Ladjoint transmit l'ordre à deux soldats.

— A votre avis, ils sont passés par où ?

— Aucune idée mon commandant ! J'ai vu des traces dans le sable qui se dirigeaient vers l'eau. Il semble qu'ils n'aient pas traversé ce bras de mer puisque le drone n'a rien vu.

— On va attendre le retour des éclaireurs.

— Je les vois qui reviennent.

Après quelques minutes, Val Oris fit son rapport.
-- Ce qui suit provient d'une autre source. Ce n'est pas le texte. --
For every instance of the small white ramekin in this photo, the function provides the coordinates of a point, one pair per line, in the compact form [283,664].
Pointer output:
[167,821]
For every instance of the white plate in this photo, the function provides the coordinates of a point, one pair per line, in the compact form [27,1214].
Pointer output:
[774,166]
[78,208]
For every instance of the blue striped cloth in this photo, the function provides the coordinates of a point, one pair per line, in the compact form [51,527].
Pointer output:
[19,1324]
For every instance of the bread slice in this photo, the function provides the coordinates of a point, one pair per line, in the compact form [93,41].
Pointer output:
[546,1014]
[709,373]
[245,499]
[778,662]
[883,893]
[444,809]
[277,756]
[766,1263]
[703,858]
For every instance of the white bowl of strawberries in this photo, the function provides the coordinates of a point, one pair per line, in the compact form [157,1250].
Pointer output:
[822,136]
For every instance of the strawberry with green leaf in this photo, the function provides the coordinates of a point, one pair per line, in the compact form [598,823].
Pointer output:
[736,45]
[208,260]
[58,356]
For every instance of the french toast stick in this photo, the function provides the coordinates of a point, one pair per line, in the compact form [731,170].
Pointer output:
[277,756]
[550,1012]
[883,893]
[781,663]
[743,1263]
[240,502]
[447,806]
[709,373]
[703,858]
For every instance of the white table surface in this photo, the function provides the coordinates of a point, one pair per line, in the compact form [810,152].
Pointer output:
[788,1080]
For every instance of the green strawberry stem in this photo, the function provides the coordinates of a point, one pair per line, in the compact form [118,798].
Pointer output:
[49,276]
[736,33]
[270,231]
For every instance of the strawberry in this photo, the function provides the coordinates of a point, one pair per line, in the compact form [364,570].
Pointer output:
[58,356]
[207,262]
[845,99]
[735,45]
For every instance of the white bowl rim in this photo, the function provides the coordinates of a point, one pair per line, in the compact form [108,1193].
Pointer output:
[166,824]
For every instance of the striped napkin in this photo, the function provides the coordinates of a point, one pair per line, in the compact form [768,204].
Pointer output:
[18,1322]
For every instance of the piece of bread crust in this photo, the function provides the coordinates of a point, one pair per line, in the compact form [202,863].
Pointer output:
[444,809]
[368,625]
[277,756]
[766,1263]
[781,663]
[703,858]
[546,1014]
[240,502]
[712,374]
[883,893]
— Aucune trace des fuyards.

— Si on connaissait leur destination, on pourrait tracer un itinéraire et les intercepter. Je vais informer le Messager de la situation. Dans son infinie sagesse, il pourra nous conseiller. Radio, mettez-moi en communication.

 Les soldats commencèrent à se mettre à l'ombre des bosquets d'aubépine en fleurs. Les petites grappes blanches, rouges ou roses dégageaient de subtiles senteurs et apportaient relaxation et sérénité. Le soleil de mai pouvait déjà être cruel. À l'abri du couvert végétal, l'air embaumé et frais incitait au farniente après les rigueurs de la poursuite.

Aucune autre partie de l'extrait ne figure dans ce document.